Мишель Фуко однажды выразил надежду, что его труды будут использованы другими в качестве набора теоретических инструментов, источника концепций и моделей для понимания мира. Для меня подобным набором инструментов стали работы писателя, поэта и философа Эдуарда Глиссана. Уже очень давно он заметил, что на нашей стадии глобализации (далеко не первой) существуют одновременно и опасность гомогенизации, усреднения культур, и тенденция возвратного движения, отступления в рамки собственной замкнутой культуры. В качестве средства борьбы с этими опасностями Глиссан предложил идею mondialitu – глобального диалога, подчеркивающего различия культур.
Эта мысль натолкнула меня на новые идеи организации выставок. Кураторы обычно испытывают сильный стресс, поскольку организовать яркую выставку в том или ином месте совершенно недостаточно: затем ее приходится возить по всему миру, и считается, как правило, что для этого достаточно упаковать экспонаты в ящики в одном городе и распаковать в другом. Это и есть гомогенизирующий, усредняющий аспект глобализации. Если же взять на вооружение идею Глиссана, то получается, что выставка должна быть глубоко укоренена в местном контексте и при этом меняться при переносе в другое место, в другой контекст. Таким образом формируется меняющаяся, динамичная и сложная система обратной связи.
С этой точки зрения работа куратора должна заключаться в отказе от статичной организации и неизбежного усреднения. Вместо этого куратор должен создавать условия для коммуникации и установления новых связей. Генерирование этих новых связей – одна из важнейших составных частей работы куратора, так же как и распространение нового знания, новых смыслов и новых произведений искусства. Это создание плодородной почвы для будущих озарений, которые возникнут на стыке различных дисциплин.
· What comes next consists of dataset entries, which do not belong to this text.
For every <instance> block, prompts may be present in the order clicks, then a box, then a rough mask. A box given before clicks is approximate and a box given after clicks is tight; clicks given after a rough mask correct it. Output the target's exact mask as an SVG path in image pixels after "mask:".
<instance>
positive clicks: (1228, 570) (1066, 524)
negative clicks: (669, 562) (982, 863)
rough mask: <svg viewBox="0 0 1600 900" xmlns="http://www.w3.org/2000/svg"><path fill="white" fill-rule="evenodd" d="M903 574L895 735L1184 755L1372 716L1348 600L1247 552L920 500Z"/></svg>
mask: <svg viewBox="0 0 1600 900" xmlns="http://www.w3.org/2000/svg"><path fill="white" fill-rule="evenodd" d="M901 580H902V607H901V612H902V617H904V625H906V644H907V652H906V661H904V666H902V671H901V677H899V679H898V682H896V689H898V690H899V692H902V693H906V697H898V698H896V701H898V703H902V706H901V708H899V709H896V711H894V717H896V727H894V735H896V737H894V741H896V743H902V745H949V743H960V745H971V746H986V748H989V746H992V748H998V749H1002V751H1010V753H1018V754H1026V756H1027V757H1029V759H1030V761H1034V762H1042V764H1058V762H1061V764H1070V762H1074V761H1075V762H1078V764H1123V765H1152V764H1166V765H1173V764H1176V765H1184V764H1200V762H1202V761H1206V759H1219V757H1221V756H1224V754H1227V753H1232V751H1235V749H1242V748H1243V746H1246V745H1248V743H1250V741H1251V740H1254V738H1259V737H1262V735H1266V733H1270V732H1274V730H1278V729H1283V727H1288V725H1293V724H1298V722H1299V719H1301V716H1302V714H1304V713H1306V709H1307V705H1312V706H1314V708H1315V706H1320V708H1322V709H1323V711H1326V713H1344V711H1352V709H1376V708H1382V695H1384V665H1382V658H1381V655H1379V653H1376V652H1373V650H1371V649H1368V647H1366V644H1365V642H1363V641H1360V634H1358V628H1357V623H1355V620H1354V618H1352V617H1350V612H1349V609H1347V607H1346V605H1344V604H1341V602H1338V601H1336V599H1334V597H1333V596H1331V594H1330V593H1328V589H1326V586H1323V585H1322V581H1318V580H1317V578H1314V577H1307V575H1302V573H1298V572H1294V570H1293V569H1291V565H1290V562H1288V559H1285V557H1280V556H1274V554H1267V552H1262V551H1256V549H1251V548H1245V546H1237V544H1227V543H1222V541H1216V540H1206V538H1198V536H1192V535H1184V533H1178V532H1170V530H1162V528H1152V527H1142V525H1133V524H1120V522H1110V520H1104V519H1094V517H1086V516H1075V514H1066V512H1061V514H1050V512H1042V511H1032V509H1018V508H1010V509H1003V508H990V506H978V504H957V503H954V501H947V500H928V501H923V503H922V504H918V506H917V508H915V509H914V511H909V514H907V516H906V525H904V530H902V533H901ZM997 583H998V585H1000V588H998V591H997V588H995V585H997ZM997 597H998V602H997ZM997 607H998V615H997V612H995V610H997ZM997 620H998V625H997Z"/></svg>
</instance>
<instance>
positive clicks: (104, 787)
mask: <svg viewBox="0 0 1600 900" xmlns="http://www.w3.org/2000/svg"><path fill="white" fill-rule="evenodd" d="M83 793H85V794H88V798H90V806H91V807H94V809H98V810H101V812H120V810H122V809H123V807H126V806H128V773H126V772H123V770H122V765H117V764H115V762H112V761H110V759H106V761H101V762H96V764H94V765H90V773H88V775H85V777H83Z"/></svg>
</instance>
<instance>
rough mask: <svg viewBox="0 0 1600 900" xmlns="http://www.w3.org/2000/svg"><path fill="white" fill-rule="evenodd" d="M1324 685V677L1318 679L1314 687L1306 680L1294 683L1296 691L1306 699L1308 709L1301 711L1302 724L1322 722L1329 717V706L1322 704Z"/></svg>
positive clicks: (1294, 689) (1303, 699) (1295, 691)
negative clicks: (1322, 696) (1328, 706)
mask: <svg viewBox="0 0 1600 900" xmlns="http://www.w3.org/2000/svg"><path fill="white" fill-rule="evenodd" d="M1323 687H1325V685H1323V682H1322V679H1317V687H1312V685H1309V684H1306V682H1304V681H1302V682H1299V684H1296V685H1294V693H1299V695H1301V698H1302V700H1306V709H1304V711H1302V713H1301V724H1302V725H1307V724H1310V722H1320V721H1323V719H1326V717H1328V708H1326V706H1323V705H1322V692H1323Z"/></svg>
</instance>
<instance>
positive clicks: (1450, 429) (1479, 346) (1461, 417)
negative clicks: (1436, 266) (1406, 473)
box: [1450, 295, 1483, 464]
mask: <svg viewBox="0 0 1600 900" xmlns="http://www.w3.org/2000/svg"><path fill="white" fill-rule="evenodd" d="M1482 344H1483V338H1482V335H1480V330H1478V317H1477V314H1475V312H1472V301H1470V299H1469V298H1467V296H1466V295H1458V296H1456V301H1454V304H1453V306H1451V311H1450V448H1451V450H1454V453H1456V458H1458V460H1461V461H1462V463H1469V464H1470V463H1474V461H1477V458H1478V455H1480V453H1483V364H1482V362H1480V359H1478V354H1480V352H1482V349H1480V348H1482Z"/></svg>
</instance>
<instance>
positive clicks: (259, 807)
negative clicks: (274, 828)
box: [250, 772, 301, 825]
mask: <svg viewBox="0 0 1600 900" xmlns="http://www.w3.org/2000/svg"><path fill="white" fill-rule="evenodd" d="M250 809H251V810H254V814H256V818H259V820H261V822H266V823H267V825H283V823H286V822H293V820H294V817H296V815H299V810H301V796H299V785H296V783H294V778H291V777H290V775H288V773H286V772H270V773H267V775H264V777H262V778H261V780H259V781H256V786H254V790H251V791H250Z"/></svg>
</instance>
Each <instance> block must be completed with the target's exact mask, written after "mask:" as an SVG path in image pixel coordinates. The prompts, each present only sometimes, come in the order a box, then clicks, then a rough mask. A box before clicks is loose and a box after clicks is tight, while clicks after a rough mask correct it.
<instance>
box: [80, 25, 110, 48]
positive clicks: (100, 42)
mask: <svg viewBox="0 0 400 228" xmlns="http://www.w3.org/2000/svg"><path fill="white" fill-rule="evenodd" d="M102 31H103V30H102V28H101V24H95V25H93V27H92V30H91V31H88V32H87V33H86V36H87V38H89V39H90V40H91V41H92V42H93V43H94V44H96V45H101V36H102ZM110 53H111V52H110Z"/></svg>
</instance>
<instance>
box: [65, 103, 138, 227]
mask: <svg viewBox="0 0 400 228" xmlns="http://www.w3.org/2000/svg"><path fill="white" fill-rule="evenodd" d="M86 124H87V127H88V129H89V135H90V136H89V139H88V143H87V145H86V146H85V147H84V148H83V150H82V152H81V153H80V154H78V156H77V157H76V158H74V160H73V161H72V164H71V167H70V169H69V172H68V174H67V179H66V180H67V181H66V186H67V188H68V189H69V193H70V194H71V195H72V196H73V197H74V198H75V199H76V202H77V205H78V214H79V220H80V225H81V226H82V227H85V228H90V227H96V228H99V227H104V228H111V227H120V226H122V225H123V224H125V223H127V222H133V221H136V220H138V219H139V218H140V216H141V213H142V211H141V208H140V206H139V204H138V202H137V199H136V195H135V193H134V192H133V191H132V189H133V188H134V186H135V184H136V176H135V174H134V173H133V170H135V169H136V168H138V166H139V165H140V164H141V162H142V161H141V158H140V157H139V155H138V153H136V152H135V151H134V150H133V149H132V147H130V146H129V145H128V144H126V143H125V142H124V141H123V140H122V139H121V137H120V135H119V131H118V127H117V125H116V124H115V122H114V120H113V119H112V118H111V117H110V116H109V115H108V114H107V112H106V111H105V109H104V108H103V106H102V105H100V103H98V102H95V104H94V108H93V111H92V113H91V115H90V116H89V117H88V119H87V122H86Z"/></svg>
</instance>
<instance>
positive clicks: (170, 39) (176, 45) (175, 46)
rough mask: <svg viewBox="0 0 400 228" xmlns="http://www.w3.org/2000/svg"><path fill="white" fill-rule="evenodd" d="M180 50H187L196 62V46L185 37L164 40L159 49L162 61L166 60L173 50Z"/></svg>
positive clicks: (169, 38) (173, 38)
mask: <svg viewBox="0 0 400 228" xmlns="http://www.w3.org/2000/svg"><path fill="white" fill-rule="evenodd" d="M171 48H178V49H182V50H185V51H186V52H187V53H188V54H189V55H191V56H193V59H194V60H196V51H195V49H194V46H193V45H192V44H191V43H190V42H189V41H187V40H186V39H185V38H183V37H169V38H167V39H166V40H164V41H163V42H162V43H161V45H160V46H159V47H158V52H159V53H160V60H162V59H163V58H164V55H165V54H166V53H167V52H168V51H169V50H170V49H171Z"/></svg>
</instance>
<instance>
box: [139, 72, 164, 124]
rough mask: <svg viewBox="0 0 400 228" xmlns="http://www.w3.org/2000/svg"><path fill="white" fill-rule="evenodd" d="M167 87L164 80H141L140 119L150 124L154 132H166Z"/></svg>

Но существует и еще одна задача кураторства, этой передовой деятельности XXI века. Как указал художник Тино Сегал, современные общества сегодня обнаруживают себя в беспрецедентной ситуации: если на всем протяжении истории главной движущей силой технологического прогресса была проблема отсутствия или недостатка чего‑либо, то в настоящее время к ней добавилась или даже превзошла ее другая проблема – глобальные последствия перепроизводства и перерасхода ресурсов. Отсюда понятно, что отказ от рассмотрения отдельного объекта как средоточия смысла имеет еще одно важное последствие. Именно отбор, презентация и коммуникация дают человеку возможность создавать подлинные ценности и обмениваться ими, обрести независимость от старых, ненадежных подходов. Кураторство, таким образом, становится важнейшим инструментом в решении ключевой проблемы современности – проблемы выбора.